The position as it stands on the face of
the prosecution case as disclosed in
the Court is that only five named and
known persons including Piara Singh
participated in the murderous assault on
the deceased of which four have been
acquitted which would lead to the
natural presumption that the other four
accused persons were not there. In these
circumstances, therefore, the conclusion
is inescapable that Piara Singh alone
cannot be convicted under Section 302
with the aid of Section 34. The
appellant, Piara Singh would only be
liable for the individual act which he
may have committed in respect of the
assault on the deceased.”

Judged in the context of the principles of law laid
down in the cases referred to above the conclusion is
inevitable that the appellant before us cannot be convicted
under Section 302 IPC, even with the aid of Section 34 IPC,
as the prosecution laid evidence to prove that only the
three arraigned persons, were responsible for the murder and
the acquittal is not based on the ground of mistaken
identity. The appellant would therefore be liable for his
individual act only. which unmistakably makes out, in view
of the weapon used by him and the nature of injuries caused
an offence under Section 326 IPC. Since the gun used by the
appellant was an unlicensed one his conviction under Section
25 of the Arms Act has got to be upheld also.

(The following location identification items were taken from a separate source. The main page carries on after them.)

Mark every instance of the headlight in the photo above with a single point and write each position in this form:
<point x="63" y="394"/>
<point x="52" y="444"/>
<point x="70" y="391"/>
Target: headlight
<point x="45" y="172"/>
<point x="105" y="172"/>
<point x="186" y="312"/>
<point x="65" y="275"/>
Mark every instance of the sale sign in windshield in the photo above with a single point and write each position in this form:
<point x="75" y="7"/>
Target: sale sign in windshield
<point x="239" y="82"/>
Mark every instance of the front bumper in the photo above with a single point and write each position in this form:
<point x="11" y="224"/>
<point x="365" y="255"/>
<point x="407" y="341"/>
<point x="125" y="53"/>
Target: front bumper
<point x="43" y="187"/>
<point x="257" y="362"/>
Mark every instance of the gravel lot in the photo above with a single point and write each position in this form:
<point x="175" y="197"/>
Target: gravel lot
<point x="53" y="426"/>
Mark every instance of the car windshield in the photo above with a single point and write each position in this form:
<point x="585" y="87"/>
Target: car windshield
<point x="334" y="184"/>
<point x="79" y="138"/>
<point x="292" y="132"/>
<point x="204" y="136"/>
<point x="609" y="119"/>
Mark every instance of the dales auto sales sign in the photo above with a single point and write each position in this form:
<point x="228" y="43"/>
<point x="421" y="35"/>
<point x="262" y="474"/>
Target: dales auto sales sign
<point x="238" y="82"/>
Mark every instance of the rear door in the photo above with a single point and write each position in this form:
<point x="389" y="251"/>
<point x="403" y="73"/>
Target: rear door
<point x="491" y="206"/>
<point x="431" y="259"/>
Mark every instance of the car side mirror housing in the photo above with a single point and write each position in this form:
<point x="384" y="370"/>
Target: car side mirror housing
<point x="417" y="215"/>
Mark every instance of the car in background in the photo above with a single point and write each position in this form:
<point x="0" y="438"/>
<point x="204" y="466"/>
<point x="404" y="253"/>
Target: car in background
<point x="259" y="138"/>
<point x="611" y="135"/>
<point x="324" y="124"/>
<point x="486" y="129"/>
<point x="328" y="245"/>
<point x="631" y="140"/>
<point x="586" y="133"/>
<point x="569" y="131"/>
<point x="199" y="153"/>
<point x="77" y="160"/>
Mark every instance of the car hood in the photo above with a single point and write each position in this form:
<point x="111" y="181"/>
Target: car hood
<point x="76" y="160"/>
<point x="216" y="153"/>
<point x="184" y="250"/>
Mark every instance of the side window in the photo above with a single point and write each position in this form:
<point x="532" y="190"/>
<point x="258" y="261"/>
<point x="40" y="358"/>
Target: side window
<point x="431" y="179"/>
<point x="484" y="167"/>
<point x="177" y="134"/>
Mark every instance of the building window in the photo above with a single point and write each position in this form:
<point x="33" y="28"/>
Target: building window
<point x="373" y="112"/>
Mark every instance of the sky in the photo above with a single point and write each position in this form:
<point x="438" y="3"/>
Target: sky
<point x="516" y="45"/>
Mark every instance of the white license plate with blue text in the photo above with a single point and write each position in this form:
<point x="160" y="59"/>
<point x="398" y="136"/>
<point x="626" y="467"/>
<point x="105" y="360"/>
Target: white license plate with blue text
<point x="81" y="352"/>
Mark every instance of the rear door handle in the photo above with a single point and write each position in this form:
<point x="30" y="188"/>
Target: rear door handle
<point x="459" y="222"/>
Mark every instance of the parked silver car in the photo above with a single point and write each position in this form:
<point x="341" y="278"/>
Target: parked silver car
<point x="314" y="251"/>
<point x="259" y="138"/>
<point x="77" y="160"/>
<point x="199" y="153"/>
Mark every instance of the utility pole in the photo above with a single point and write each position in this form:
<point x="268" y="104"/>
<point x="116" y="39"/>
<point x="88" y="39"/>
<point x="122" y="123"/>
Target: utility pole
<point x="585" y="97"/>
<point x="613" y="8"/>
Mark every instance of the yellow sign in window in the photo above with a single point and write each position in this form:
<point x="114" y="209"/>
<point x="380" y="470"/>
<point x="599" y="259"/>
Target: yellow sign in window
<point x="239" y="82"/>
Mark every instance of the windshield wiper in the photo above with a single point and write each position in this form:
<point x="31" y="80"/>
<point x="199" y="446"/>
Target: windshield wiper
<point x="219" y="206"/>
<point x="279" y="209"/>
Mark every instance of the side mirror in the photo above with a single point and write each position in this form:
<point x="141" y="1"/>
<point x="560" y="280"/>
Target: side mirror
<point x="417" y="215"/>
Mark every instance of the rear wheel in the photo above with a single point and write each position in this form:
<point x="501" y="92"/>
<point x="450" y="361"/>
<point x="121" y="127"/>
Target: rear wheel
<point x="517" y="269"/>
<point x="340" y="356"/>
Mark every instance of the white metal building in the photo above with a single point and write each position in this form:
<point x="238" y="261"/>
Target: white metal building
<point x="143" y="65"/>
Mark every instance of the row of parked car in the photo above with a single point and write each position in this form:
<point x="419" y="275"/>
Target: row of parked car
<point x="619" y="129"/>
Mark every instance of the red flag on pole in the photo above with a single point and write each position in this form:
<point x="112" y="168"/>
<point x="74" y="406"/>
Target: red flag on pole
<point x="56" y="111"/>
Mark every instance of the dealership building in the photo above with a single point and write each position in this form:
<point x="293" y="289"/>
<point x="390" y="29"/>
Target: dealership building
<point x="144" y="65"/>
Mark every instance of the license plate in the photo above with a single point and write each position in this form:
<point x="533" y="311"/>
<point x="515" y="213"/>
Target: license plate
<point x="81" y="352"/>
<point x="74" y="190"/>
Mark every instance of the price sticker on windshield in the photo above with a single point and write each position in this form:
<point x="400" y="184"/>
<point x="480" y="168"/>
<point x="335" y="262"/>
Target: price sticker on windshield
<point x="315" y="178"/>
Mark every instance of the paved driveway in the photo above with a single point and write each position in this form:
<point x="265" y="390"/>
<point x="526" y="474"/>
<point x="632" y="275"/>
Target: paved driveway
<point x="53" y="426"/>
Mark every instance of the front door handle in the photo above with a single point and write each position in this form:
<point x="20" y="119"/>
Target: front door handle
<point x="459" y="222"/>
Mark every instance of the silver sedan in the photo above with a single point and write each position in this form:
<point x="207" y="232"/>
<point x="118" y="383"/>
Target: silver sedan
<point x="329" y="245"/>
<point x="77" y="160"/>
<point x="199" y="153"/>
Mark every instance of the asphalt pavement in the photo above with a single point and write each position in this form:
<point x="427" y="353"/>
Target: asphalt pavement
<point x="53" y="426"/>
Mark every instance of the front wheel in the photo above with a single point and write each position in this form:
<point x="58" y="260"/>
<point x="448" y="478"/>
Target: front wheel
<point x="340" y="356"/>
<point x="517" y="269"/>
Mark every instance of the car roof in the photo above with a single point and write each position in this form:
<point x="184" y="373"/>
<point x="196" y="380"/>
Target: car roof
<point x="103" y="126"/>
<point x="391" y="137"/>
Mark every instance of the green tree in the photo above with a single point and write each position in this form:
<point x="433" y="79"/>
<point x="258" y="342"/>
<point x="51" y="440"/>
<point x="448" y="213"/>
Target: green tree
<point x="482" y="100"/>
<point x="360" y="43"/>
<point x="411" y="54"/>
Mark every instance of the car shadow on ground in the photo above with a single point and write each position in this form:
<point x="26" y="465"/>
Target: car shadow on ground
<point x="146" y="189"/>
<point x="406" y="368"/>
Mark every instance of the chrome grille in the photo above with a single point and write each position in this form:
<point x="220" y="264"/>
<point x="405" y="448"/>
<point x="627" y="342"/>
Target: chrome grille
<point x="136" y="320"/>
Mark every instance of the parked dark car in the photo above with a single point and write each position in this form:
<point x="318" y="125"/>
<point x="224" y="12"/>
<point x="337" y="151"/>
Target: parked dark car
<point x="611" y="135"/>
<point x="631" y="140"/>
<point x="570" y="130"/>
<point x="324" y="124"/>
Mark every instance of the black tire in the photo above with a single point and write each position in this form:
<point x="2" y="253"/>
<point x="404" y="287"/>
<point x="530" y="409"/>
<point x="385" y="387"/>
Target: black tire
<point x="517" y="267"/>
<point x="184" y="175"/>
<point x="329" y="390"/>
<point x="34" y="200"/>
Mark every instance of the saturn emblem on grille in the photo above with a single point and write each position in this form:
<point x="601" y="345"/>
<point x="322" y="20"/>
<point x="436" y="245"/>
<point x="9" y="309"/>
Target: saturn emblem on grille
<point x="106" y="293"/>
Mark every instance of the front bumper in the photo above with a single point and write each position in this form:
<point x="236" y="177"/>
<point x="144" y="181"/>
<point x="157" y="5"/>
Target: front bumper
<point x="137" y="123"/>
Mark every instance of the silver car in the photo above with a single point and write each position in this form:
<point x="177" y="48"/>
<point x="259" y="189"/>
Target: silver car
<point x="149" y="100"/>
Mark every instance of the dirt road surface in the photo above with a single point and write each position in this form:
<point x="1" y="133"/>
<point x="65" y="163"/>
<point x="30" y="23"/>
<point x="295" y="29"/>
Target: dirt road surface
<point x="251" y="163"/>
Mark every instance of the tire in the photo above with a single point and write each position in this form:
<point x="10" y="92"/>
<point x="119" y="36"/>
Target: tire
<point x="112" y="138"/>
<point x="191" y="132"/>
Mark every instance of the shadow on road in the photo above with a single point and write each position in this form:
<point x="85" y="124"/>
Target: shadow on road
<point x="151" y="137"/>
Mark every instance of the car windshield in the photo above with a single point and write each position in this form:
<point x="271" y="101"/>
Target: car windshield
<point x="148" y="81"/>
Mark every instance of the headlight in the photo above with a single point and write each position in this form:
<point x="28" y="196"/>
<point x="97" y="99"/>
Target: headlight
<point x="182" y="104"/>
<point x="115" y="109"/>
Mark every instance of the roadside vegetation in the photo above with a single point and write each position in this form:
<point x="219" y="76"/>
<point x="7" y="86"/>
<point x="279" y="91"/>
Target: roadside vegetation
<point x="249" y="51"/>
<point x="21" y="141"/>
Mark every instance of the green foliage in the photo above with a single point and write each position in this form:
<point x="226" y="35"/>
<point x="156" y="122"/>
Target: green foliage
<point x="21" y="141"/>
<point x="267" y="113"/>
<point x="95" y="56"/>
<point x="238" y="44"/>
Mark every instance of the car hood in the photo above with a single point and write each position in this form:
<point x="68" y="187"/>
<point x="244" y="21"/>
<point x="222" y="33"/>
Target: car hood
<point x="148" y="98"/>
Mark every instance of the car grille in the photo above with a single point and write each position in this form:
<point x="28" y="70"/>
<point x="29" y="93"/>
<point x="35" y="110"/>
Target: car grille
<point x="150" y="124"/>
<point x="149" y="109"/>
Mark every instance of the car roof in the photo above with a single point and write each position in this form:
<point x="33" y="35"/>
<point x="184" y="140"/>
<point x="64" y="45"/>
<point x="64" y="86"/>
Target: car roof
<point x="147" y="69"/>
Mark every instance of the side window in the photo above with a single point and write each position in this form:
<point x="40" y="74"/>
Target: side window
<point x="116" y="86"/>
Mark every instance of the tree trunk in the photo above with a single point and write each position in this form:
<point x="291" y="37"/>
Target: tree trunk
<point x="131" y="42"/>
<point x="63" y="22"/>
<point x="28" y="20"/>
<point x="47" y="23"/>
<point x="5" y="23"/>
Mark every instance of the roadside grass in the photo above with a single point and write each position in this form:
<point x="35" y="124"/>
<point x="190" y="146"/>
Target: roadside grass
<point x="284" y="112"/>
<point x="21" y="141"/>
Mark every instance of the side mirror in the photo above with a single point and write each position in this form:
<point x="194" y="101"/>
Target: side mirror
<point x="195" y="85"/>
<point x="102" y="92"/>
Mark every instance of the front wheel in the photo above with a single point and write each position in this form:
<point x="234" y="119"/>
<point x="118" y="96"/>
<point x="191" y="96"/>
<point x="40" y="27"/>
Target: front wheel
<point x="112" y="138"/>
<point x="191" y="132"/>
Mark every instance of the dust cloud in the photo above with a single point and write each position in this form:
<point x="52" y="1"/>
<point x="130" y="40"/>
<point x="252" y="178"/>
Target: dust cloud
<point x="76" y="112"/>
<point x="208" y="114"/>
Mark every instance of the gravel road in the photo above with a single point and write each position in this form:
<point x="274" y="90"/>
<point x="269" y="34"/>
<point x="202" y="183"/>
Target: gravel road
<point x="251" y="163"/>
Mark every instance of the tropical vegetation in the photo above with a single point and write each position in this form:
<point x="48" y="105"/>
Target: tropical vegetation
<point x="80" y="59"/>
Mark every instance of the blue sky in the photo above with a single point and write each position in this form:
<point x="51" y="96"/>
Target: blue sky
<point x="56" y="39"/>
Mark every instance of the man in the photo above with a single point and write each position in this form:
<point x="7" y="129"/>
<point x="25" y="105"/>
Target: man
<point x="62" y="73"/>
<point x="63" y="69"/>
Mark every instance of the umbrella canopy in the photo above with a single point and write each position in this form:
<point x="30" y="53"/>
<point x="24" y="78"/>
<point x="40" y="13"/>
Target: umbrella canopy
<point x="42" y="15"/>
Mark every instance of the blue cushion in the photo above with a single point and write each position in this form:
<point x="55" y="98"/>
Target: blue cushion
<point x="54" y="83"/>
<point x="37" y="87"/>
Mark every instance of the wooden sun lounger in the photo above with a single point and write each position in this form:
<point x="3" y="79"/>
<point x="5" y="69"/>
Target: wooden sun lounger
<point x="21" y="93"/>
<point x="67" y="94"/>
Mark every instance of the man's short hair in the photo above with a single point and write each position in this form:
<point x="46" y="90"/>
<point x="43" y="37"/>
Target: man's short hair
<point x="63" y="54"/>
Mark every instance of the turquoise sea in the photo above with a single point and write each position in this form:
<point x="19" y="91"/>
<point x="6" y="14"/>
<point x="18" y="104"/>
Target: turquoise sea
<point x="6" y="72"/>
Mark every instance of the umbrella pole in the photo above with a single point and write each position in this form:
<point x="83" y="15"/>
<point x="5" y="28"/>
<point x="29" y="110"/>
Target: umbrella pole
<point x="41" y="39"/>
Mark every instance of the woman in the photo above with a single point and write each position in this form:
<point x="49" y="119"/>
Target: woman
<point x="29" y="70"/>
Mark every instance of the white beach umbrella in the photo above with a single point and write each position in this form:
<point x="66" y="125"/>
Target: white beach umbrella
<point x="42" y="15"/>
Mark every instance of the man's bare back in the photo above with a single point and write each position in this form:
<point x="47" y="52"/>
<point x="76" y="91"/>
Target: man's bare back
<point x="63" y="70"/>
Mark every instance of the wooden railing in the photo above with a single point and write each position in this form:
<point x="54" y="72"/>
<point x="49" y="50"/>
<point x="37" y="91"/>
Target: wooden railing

For the foregoing discussion we set aside the
conviction of the appellant under Section 302 IPC and
convict him under Section 326 IPC. Considering the fact that
since the offence as committed more than 11 years have
elapsed, we sentence him to suffer rigorous imprisonment for
seven years for the above conviction. The conviction and
sentence imposed upon him under Section 25 of the Arms Act
are maintained. Both the sentences will run concurrently,
The appellant, who is on bail will, now surrender to his
bail bond to serve out the sentence now imposed upon him.